Sono 7milioni 338mila le donne che si dichiarano casalinghe nel nostro Paese (Istat, 2017): una collettività composta prevalentemente da persone di età media superiore a 60 anni (41% del totale) che danno vita ad un piccolo esercito di lavoratrici che, se dovessero percepire uno stipendio per tutti i lavori svolti dentro e fuori casa, potrebbero arrivare a guadagnare fino a 3.045 euro netti al mese. L’infinita serie di prestazioni a costo zero, tra l’altro, non è affatto priva di rischi.
Ecco quindi che fare la casalinga, infatti, diventa un mestiere difficile e a volte pericoloso.Lo testimoniano i dati raccolti da ANMIL che ha condotto uno studio sulla categoria rivelando che ogni anno sono oltre 3 milioni gli incidenti domestici e le vittime principali sembrano essere proprio le donne che lavorano in casa. Risulta infatti che sono circa 600.000 le casalinghe coinvolte in un incidente domestico: l’8,2% del totale delle casalinghe presenti nel nostro Paese.
La cucina è l’ambiente della casa nel quale avviene il 63% degli incidenti. Le altre stanze della casa sembrano essere decisamente più “sicure”: in camera da letto dove si verifica il 10% degli incidente, in soggiorno il9% e sulle scale l’8%. Un altro 8% degli incidenti delle casalinghe avviene in bagno, generalmente a seguito di caduta sulle superfici scivolose dei sanitari (vasca, doccia) e del pavimento.
Quali sono le conseguenze di questi eventi? Principalmente lesioni come le fratture (36%), seguono, con il 18,5%, le ustioni, provocate in genere da pentole, fornelli, ferro da stiro, olio bollente o acqua/vapore bollente. Le ferite da taglio o punta causate da coltelli o altri oggetti taglienti presenti in casa, rappresentano il 15% degli incidenti occorsi alle casalinghe (circa 90.000 casi l’anno).
Dato l’alto numero di soggetti coinvolti negli infortuni domestici e tenendo conto anche della conseguenze piuttosto gravi che in alcuni casi questi possono lasciare, la Legge 493/1999, entrata in vigore il 1° marzo 2001, ha istituito l’assicurazione contro gli infortuni in ambito domestico, meglio conosciuta come “assicurazione casalinghe”. È la prima legge in materia in Europa e rappresenta una grande conquista per le donne italiane in quanto finalmente viene riconosciuto al lavoro domestico un valore economico oltre che sociale.
Fino al 3 dicembre 2018, la polizza costava 12,91 euro l’anno e garantiva alle casalinghe (ma anche ai casalinghi) una rendita vitalizia di invalidità permanente per infortuni di grado superiore al 26%. L’importo della rendita oscillava da un minimo di 196,50 euro mensili per un’invalidità del 27%, ad un massimo di 1.364,50 euro per il 100%. In caso di infortunio mortale era prevista una rendita mensile pari a 682,20 euro per il coniuge e a 272,90 per ciascun orfano.

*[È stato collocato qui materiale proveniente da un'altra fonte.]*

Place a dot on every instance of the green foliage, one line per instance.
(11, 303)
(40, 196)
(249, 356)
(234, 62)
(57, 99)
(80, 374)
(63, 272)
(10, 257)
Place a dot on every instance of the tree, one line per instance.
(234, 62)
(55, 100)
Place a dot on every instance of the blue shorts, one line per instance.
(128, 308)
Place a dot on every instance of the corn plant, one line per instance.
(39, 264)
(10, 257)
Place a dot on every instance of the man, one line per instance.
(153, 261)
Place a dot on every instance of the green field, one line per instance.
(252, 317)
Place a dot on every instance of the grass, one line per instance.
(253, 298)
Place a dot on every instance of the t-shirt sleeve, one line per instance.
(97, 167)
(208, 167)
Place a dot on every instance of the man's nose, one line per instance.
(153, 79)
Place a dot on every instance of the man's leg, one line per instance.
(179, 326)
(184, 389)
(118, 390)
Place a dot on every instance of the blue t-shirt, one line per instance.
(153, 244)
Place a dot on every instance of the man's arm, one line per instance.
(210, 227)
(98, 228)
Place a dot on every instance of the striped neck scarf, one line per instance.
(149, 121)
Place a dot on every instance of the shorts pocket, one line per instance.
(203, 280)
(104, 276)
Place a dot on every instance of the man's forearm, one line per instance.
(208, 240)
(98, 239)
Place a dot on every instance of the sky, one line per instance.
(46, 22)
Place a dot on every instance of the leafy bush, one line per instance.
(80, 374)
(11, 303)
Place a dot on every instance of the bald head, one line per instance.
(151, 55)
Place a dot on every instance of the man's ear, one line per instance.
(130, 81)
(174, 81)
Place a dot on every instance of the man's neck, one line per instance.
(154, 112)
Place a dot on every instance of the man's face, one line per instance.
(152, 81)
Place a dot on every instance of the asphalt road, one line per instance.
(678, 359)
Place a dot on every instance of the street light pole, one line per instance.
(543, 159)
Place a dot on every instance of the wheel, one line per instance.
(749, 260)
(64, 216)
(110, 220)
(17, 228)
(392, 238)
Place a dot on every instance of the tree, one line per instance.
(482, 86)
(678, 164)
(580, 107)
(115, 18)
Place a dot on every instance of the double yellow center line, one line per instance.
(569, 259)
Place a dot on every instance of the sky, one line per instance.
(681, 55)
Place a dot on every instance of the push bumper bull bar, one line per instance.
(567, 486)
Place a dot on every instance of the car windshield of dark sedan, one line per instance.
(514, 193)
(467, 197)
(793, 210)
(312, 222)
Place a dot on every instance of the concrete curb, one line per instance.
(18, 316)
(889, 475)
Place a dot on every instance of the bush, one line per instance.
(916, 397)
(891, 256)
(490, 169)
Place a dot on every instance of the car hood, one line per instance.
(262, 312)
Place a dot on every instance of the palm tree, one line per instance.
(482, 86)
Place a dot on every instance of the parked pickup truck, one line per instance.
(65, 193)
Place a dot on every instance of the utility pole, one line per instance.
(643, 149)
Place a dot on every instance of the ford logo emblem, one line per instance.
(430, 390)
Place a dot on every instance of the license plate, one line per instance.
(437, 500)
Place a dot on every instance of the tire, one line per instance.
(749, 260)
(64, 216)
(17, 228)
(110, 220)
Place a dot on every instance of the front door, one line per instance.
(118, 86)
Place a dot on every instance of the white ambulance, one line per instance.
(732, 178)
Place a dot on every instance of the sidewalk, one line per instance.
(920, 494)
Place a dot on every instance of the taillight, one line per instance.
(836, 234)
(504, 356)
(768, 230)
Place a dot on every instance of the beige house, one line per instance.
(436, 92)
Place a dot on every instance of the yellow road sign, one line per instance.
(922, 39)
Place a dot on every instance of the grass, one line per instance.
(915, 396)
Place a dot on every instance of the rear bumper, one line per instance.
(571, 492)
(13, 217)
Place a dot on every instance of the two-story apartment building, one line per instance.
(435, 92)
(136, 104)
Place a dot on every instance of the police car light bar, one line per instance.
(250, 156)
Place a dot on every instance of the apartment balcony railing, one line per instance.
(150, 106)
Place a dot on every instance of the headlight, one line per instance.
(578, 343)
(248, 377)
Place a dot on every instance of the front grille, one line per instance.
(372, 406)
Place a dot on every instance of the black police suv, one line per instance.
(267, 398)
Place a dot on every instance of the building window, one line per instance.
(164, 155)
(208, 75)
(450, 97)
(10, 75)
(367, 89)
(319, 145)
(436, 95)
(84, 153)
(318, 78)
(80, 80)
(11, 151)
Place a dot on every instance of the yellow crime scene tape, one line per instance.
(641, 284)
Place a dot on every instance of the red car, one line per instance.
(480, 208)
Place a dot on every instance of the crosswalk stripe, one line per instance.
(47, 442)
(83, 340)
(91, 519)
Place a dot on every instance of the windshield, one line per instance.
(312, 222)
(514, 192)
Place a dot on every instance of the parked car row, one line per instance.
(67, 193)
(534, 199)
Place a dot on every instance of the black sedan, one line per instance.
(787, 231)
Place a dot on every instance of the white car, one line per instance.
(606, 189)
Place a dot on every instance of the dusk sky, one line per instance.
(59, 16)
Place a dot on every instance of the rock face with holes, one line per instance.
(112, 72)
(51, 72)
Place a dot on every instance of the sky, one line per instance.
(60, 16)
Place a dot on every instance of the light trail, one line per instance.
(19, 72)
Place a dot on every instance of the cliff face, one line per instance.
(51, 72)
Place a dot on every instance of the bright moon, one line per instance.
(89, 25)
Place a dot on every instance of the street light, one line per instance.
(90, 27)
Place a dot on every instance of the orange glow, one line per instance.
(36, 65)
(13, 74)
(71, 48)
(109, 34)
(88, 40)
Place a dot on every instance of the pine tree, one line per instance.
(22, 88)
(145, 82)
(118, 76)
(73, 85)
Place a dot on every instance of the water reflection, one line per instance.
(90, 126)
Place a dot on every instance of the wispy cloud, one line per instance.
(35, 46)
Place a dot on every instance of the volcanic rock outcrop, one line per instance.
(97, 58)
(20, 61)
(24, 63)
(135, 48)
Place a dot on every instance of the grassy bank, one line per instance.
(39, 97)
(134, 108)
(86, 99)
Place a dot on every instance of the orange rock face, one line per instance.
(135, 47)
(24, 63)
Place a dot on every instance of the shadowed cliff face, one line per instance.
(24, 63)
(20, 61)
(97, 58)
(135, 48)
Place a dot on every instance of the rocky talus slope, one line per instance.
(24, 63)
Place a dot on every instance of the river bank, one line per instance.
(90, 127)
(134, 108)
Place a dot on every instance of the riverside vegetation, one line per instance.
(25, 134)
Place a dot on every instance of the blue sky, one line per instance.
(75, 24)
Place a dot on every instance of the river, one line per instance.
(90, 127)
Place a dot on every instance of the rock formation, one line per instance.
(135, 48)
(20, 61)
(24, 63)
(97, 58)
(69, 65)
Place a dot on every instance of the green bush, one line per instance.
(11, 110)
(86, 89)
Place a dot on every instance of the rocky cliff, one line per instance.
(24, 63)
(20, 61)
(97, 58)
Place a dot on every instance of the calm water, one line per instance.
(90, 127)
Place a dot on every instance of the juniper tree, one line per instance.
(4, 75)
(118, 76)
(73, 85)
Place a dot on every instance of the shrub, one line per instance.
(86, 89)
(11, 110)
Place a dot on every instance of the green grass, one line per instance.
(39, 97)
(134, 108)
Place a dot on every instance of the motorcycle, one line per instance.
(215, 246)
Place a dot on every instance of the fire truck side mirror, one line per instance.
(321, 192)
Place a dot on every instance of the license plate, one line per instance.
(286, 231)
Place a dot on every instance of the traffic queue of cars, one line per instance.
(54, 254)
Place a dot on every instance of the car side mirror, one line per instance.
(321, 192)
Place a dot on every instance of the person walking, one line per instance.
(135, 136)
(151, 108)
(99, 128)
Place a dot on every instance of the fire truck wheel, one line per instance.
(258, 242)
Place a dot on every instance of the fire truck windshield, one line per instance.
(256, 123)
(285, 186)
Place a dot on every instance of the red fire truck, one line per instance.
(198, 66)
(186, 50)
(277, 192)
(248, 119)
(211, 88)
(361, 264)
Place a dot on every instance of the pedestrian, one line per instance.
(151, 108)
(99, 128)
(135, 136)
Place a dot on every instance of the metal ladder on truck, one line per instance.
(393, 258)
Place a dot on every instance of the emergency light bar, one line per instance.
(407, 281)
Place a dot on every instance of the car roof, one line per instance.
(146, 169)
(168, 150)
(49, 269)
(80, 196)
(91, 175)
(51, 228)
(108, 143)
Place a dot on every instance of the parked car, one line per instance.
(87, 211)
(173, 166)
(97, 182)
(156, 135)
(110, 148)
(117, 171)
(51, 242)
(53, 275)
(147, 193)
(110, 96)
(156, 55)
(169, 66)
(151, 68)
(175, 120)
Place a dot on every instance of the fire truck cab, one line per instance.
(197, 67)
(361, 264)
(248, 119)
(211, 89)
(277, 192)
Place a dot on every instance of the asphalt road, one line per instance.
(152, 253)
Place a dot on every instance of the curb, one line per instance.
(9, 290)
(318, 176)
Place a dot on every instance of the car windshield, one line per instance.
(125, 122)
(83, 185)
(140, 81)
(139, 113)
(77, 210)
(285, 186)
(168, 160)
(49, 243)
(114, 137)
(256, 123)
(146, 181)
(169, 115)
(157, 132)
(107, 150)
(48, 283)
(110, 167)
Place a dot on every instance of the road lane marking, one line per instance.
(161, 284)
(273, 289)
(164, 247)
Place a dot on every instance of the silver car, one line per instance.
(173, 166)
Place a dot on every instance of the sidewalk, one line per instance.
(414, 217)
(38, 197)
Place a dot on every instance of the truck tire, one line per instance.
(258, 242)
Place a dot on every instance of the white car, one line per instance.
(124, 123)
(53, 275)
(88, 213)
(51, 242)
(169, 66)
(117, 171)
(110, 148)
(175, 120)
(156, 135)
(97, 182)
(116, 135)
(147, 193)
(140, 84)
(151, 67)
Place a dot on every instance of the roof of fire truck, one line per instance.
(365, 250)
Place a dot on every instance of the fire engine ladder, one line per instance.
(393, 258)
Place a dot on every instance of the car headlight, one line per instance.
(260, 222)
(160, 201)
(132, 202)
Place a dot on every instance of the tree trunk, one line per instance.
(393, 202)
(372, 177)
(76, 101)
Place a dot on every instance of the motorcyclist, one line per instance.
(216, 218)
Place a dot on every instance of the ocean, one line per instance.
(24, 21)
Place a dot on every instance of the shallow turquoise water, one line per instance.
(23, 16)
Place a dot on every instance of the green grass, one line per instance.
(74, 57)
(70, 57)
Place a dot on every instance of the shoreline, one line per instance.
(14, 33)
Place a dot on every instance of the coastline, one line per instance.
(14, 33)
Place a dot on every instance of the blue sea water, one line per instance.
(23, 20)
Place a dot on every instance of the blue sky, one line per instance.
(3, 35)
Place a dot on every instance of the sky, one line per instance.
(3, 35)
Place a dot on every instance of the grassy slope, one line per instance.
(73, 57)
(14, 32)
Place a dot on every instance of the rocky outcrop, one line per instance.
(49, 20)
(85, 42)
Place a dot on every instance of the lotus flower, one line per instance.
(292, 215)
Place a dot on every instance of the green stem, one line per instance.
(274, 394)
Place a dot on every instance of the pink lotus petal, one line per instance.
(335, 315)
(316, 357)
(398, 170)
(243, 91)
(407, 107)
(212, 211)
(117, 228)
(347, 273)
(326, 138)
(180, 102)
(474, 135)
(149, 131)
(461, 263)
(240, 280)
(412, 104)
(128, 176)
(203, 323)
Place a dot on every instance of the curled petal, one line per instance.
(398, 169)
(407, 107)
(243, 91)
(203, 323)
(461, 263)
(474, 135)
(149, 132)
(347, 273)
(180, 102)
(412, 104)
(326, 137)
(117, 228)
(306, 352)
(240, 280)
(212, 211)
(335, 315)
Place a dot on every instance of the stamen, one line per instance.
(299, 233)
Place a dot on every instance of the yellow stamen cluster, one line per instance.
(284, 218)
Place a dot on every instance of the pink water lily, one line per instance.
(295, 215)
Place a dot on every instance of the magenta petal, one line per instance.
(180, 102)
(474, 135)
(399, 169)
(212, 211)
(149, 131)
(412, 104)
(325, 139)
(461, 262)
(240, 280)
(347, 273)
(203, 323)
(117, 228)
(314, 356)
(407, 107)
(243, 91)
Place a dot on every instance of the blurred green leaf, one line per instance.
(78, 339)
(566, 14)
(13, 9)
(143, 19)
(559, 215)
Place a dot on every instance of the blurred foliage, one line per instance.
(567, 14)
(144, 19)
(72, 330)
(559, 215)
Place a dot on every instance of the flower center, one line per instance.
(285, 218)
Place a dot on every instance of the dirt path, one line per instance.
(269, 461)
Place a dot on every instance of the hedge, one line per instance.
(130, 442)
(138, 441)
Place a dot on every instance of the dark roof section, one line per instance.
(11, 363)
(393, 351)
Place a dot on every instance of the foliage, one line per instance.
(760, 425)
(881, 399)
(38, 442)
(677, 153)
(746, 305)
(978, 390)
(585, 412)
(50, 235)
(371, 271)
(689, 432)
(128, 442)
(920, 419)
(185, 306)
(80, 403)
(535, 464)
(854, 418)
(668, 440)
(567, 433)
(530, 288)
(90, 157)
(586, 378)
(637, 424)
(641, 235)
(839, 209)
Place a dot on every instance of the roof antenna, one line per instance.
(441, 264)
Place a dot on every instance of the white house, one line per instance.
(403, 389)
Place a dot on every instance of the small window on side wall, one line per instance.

Sebbene la Legge abbia molti meriti e riconosca dignità e tutela al valore domestico, molte sono state negli anni le manifestazioni di insoddisfazione da parte dell’utenza che riteneva basso il limite di età fissato dalla legge a 65 anni, che escludeva in pratica i soggetti più fragili, ma soprattutto per la soglia di invalidità (27%) ritenuta troppo elevata.
Sotto la pressione di questi forti segnali ed anche a seguito delle reiterate richieste da parte di varie Associazioni (tra cui l’ANMIL), il sistema di tutela previsto dall’assicurazione casalinghe è stata profondamente migliorato dalla recentissima Legge di bilancio 2019 che ha innalzato il limite di età da 65 a 67 anni e abbassato il grado minimo dal 27 al 16%, prevedendo anche un piccolo indennizzo una tantum per gli infortuni tra 6 e il 15%.
Nonostante questi i miglioramenti alla normativa, che consentiranno ad una platea più ampia di donne di accedere alla tutela assicurativa offerta dall’INAIL e di ottenere, nel caso subiscano un evento infortunistico, prestazioni migliori e più efficaci, sarebbe estremamente importante poter estendere la tutela assicurativa per il lavoro domestico anche alle donne che siano già assicurate presso altre forme di tutela sociale obbligatoria. “L’attuale negazione di questa possibilità”, sottolineano da ANMIL, “non tiene conto della duplice dimensione professionale della donna che, assicurata per l’attività lavorativa svolta al di fuori del contesto domestico, rimane priva di tutele per gli infortuni legati alla gestione della casa e della famiglia. Sarebbe quindi opportuno estendere la protezione assicurativa a tutte le attività svolte fuori dall’abitazione, ma comunque connesse alla cura della famiglia e alla gestione domestica”.